Attached file Bug 1624868 - Skip browser/base/content/test/performance/io tests on ccov and windows asan; r= (obsolete) — Details

Skip the entire performance/io/browser.ini manifest on ccov (as on other slower platforms)
to avoid perma-fail.

Florian Quèze [:florian]

Comment 4

•

5 years ago

(In reply to Geoff Brown [:gbrown] (reduced availability) from comment #2)

I was going to simply skip the directory on ccov, as we have for other slow platforms:

https://treeherder.mozilla.org/#/jobs?repo=try&revision=0f6b37a89430030896a6ce95c982961615fde6e8
https://hg.mozilla.org/try/rev/478bf2538fb481a20e30b699ccd1b4e118a87bfc#l1.8

but take the bug if you want another approach.

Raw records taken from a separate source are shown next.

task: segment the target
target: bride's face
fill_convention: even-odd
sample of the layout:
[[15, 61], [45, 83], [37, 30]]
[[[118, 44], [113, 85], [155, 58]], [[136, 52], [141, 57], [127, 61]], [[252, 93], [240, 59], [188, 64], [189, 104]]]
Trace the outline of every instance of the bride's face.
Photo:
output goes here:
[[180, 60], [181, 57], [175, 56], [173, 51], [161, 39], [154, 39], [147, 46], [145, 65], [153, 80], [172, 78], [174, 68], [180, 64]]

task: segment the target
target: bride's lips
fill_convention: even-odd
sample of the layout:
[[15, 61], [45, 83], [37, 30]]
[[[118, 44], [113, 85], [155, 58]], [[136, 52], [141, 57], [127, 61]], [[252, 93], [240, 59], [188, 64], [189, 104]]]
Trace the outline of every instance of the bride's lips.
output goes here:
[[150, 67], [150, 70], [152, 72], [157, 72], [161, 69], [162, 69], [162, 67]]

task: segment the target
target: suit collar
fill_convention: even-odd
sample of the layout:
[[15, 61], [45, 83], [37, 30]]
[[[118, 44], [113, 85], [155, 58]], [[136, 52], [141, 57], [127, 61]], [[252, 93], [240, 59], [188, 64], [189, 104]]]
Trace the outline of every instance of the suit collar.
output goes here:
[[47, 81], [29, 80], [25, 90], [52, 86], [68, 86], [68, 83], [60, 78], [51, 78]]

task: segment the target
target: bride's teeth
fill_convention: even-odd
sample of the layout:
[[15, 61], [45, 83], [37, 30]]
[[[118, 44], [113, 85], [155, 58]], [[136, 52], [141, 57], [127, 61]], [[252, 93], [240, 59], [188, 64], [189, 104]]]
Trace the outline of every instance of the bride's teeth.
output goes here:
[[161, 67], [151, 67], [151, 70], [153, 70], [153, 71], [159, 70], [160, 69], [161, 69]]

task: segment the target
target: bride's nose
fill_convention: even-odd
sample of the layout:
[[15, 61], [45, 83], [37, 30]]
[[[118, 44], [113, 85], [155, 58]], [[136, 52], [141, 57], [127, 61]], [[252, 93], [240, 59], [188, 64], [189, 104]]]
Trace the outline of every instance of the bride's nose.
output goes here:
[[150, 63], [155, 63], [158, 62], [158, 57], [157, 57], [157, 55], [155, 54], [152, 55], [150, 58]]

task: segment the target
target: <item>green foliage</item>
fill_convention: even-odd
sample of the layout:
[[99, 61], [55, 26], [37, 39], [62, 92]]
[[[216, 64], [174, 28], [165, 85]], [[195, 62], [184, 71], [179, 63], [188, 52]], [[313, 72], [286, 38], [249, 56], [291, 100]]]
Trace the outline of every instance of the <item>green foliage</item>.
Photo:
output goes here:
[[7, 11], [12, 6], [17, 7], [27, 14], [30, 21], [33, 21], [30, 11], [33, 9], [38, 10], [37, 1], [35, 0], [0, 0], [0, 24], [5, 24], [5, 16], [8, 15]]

I'll first get a profile from try of the test when it doesn't fail, to see where the time is spent. If that confirms my impression that the screenshots are what's taking time, I'll disable only the screenshot, and that should save time on all platforms.

Florian Quèze [:florian]

Comment 5

•

5 years ago

From looking more at the failure reports in bug 1414495 comment 382 and bug 1414495 comment 394, it seems this is (almost) perma fail on both linux1804-64-ccov and windows10-64 asan.

Phabricator Automation

Updated

•

5 years ago

Attachment #9135770 - Attachment description: Bug 1624868 - Skip browser/base/content/test/performance/io tests on ccov; r= → Bug 1624868 - Skip browser/base/content/test/performance/io tests on ccov and windows asan; r=

Florian Quèze [:florian]

Comment 6

•

5 years ago

After several attempts using the try server, I finally managed to get useful profiles of the problem on Linux.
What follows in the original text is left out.